Tuesday, November 8, 2011

Fall Flavors

by Kelly Flynn, from Maggie Sefton's New York Times Bestselling Knitting Mystery series. UNRAVELED, June 2011, 9th in the series.

I love the Fall holiday season. The crisp smell of leaves in the air, the chilly nights, yes. . .even the chillier days. We're lucky here in Fort Connor, Colorado, because we have over 320 sunny days a year. So, even if it's cold outside, we have gorgeous sunshine in a beautiful blue sky to warm us up.

Another reason I love the Fall holidays is because of all the yummy holiday food. I'm not much of a cook. Heck. . .if I can't nuke it, it's not happening. But, I did manage to learn how to make my Aunt Helen's recipe for gingersnap cookies. Once The Gang (aka all my friends) tasted them, I had to start making them for every occasion. And, since food is usually present in all our get-togethers, I've gotten pretty good with my one-and-only recipe.

I thought you guys might enjoy making Aunt Helen's recipe for some of your holiday get-togethers. Here it is. Enjoy!

Aunt Helen’s Gingersnaps

(These cookies are meant to be soft and chewy, not crispy).

2 ½ cups all-purpose flour
1 Tablespoon plus 2 teaspoons ground ginger
2 teaspoons ground cinnamon
2 teaspoons baking soda
½ teaspoon salt
1 ½ sticks (3/4 cup) unsalted butter, softened
1 cup firmly packed dark brown sugar
1 large egg, room temperature
¼ cup unsulphured molasses
2 Tablespoons freshly grated lemon peel
¼ to ½ cup granulated white sugar

Heat oven to 350 degrees. Lightly grease cookie sheets. Mix flour, ginger, cinnamon, baking soda, and salt in a small mixing bowl. Cream butter and brown sugar together in a medium bowl, mixing well for at least two minutes until well-blended, pale and fluffy, scraping bowl with rubber spatula. Beat in egg, then molasses and lemon peel until blended. Slowly add half the flour mixture, mixing with wooden spoon just until blended, then add remaining flour, mixing in well.

Cover bowl with plastic wrap and chill for 15 minutes. Then take out and roll rounded tablespoons of dough into 1 ¼ inch balls (approx.). Roll balls in granulated sugar and place 2 inches apart on prepared cookie sheets(s). Bake just until puffed and cookies look dry---anywhere from 9 minutes to 14 minutes, depending on your oven. (Do not overbake or cookies will become hard). Carefully remove with metal spatula to wire rack to cool. Makes approximately 32 cookies.

I usually double this recipe when I make it, because those amounts are easier to work with. But--be prepared to make a lot of cookies.

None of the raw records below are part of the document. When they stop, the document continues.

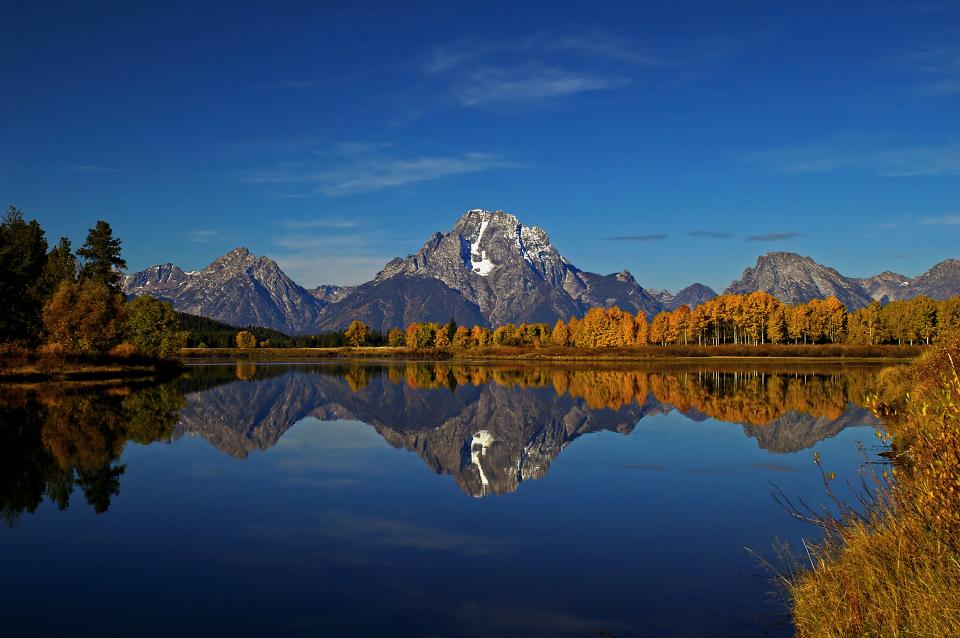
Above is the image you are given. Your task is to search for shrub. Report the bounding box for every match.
[108,343,137,359]
[124,297,188,358]
[235,330,257,348]
[43,279,126,355]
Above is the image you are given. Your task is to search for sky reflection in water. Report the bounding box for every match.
[0,364,876,636]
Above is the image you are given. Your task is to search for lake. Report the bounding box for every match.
[0,362,879,637]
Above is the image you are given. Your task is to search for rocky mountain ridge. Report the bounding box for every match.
[124,209,960,334]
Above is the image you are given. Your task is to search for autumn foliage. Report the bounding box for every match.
[387,292,960,349]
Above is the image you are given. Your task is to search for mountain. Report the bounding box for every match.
[650,284,717,310]
[124,248,325,334]
[318,209,663,330]
[858,270,912,303]
[905,259,960,299]
[308,285,356,304]
[725,252,873,310]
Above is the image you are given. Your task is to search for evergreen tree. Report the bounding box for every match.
[0,206,47,341]
[39,237,77,299]
[77,219,127,290]
[124,297,188,358]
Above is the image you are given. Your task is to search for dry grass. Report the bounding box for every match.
[0,344,181,384]
[786,338,960,637]
[178,344,923,361]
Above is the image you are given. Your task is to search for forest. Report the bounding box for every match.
[366,292,960,349]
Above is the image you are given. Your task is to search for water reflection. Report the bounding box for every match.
[0,363,876,525]
[0,384,185,527]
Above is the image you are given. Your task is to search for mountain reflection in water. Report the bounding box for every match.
[0,363,877,525]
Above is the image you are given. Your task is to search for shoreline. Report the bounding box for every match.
[177,345,923,365]
[0,359,184,388]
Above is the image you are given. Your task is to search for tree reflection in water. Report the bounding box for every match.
[0,362,888,525]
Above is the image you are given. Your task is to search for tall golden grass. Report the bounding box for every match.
[785,335,960,638]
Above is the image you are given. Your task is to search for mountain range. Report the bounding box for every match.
[124,209,960,334]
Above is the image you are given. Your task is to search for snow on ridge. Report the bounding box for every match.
[470,430,493,494]
[470,211,496,277]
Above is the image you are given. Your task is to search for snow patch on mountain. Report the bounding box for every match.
[470,210,496,277]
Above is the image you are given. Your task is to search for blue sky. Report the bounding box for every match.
[0,0,960,290]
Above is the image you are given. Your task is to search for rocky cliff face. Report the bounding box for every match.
[903,259,960,299]
[308,285,356,304]
[124,248,324,334]
[123,263,196,300]
[319,209,662,330]
[125,215,960,334]
[859,270,912,303]
[651,284,717,310]
[725,253,872,310]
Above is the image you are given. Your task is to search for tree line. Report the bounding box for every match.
[0,206,187,357]
[347,292,960,349]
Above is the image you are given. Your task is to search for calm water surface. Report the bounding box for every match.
[0,364,892,636]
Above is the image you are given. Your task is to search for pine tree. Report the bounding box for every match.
[39,237,77,299]
[77,219,127,290]
[0,206,47,342]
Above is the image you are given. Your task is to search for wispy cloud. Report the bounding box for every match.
[281,217,360,230]
[421,29,723,107]
[316,152,523,197]
[743,143,960,177]
[603,234,667,241]
[187,228,220,244]
[747,232,806,241]
[687,230,734,239]
[899,43,960,98]
[455,65,630,106]
[920,213,960,226]
[270,227,422,288]
[63,164,120,173]
[242,151,524,197]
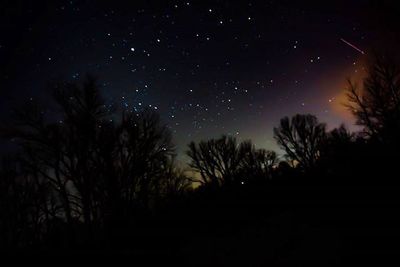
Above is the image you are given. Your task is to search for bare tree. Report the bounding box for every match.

  1. I'm looking forward to reading this book and making the gingersnap cookies. Although I'll be making them for Winter Solstice.

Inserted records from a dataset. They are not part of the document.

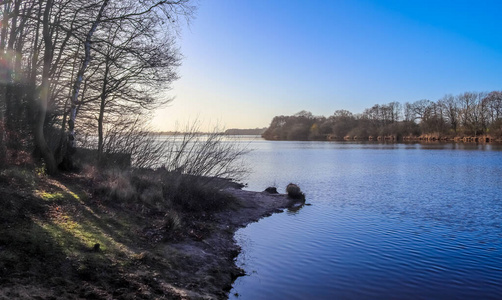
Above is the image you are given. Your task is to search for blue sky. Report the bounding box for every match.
[153,0,502,130]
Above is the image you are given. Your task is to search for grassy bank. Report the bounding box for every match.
[0,167,249,299]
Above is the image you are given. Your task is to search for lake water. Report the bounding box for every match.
[226,139,502,299]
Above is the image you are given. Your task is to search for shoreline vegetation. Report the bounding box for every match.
[0,165,297,299]
[262,91,502,143]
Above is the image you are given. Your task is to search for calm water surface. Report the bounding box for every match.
[230,139,502,299]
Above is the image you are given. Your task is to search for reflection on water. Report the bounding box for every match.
[230,140,502,299]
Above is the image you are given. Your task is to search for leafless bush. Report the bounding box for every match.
[164,122,249,180]
[99,118,167,168]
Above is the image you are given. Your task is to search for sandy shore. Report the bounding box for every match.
[0,172,302,300]
[165,188,294,299]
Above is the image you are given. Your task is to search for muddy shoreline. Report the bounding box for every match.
[0,170,301,300]
[164,188,295,299]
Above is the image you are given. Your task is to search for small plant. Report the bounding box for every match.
[286,183,305,200]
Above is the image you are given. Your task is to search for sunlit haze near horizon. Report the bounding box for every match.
[152,0,502,131]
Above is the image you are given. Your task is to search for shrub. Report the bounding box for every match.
[286,183,305,200]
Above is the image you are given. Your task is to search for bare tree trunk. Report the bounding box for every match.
[98,58,110,163]
[34,0,57,175]
[65,0,109,167]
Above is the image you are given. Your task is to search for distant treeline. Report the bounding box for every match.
[262,91,502,141]
[225,127,267,135]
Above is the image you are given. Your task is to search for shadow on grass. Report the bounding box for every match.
[0,172,175,299]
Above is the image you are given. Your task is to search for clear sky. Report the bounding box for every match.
[153,0,502,130]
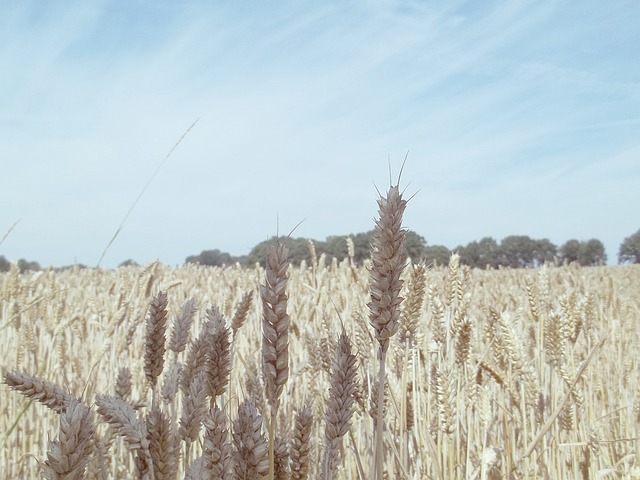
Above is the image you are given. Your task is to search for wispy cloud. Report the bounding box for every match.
[0,1,640,265]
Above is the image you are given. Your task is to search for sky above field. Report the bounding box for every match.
[0,0,640,267]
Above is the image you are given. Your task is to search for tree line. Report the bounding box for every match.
[0,230,640,272]
[185,230,640,269]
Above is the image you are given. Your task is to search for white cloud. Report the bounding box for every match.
[0,1,640,265]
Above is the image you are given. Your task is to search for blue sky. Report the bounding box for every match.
[0,0,640,267]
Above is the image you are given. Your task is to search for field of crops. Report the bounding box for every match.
[0,246,640,479]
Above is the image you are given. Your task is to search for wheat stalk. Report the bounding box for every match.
[260,241,289,480]
[368,185,407,480]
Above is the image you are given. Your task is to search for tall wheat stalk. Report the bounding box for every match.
[368,185,407,480]
[260,241,289,480]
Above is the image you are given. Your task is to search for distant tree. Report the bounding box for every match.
[242,236,320,267]
[498,235,557,268]
[350,230,373,263]
[618,230,640,263]
[558,238,581,263]
[404,230,427,262]
[314,235,347,260]
[185,248,234,267]
[457,237,500,268]
[533,238,558,266]
[580,238,607,266]
[558,238,607,266]
[18,258,42,273]
[422,245,451,266]
[118,258,139,268]
[498,235,536,268]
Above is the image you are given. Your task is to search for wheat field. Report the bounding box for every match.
[0,189,640,480]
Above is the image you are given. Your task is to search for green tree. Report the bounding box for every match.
[618,230,640,263]
[498,235,557,268]
[558,238,581,263]
[18,258,41,273]
[498,235,536,268]
[404,230,427,262]
[185,248,235,267]
[118,257,141,268]
[0,255,11,272]
[533,238,558,266]
[422,245,451,266]
[558,238,607,266]
[580,238,607,265]
[457,237,500,268]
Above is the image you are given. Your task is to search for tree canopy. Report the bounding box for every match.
[618,230,640,263]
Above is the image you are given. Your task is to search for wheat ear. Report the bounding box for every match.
[233,399,269,480]
[368,185,407,480]
[4,372,79,413]
[323,329,357,480]
[144,291,168,391]
[260,241,289,480]
[41,400,95,480]
[289,405,313,480]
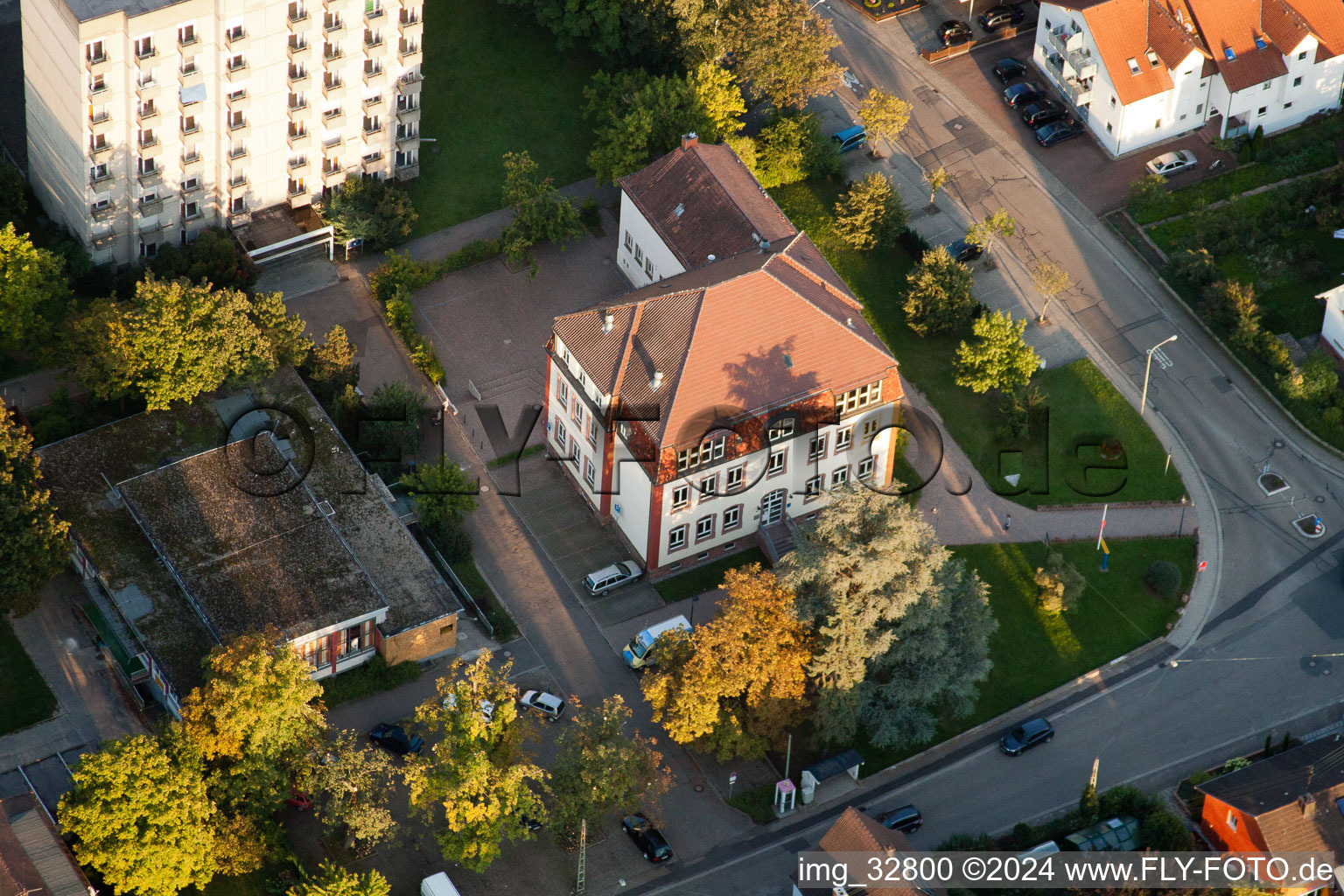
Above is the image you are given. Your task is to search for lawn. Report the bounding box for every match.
[409,0,598,236]
[772,181,1186,508]
[0,617,57,735]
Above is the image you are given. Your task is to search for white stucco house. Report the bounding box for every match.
[1032,0,1344,156]
[544,136,902,578]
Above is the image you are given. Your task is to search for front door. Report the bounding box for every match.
[760,489,787,525]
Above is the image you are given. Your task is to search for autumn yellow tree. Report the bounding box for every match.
[642,564,812,759]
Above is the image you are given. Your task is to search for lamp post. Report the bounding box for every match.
[1138,333,1176,416]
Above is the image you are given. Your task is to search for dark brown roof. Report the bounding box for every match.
[620,141,797,269]
[555,234,898,446]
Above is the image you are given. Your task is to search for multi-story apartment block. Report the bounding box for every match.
[22,0,424,264]
[544,137,902,578]
[1033,0,1344,156]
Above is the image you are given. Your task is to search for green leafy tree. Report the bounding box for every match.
[58,735,215,896]
[835,171,910,251]
[317,178,419,248]
[859,88,914,149]
[905,246,977,336]
[500,151,584,276]
[149,227,258,291]
[0,224,70,351]
[956,312,1040,392]
[285,861,393,896]
[775,487,996,747]
[75,276,308,411]
[641,564,812,760]
[551,695,670,843]
[0,400,70,614]
[406,650,546,872]
[722,0,844,108]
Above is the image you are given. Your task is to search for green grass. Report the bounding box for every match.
[653,548,770,603]
[0,617,57,735]
[772,181,1186,508]
[321,657,421,707]
[409,0,598,236]
[844,539,1195,775]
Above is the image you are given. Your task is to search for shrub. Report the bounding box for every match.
[1144,560,1183,598]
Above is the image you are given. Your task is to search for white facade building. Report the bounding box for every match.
[1032,0,1344,156]
[22,0,422,270]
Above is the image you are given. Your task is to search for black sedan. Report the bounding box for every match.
[938,20,972,47]
[368,721,424,756]
[998,718,1055,756]
[621,811,672,863]
[977,3,1027,33]
[995,56,1027,85]
[1021,100,1068,130]
[1036,118,1083,148]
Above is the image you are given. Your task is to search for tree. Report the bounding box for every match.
[551,695,670,843]
[317,178,419,248]
[956,312,1040,392]
[500,151,584,276]
[723,0,844,108]
[0,399,70,614]
[905,246,978,336]
[777,486,995,747]
[923,168,951,206]
[75,276,305,411]
[149,227,258,291]
[285,861,393,896]
[304,731,396,846]
[60,735,215,896]
[1031,258,1074,324]
[859,88,914,150]
[641,564,812,760]
[966,208,1018,262]
[406,650,546,872]
[178,628,326,818]
[835,171,910,251]
[0,224,70,351]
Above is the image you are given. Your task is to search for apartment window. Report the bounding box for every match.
[769,417,794,442]
[836,380,882,415]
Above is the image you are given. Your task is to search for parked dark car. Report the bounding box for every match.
[995,56,1027,85]
[1036,118,1083,148]
[621,811,672,863]
[1021,100,1068,130]
[1004,80,1046,108]
[977,3,1027,33]
[878,806,923,834]
[948,239,985,262]
[938,18,972,47]
[368,721,424,756]
[998,718,1055,756]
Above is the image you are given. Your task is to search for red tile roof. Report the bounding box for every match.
[555,234,900,446]
[620,141,797,269]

  2. Those look delicious! Must try 'em.

  3. Hi Kelly...Just saw Heathers tweet....Will try the Ginger Snap Recipe...Very Special Since its Aunt Helens "UnRaveled" will be read soon..Have followed The Series of course..
    Happy Holidays To All...

  4. The cookies sound like a tasty treat for a cold winter's day...as does the book!

  5. Yum yum, these look delicious. Hayley makes something similar, only without the lemon. Gotta try these...

  6. By Maggie for Kelly Flynn:

    Nora!---Hey, Winter Solstice is a great time for Gingersnap cookies. Enjoy! How do you celebrate the Solstice?

  7. For Kelly:

    Janet---They are super yummy. Let me know how you like them. Thanks, janet.

  8. For Kelly:

    Susan---Let me know how you like them. And I hope you're enjoying keeping up with our adventures.

    Erika---They're a perfect treat for a cold Winter day or a chilly Fall one, too.

    Lucy---The lemon is what makes these cookies so special, I think. Let me know how you like them.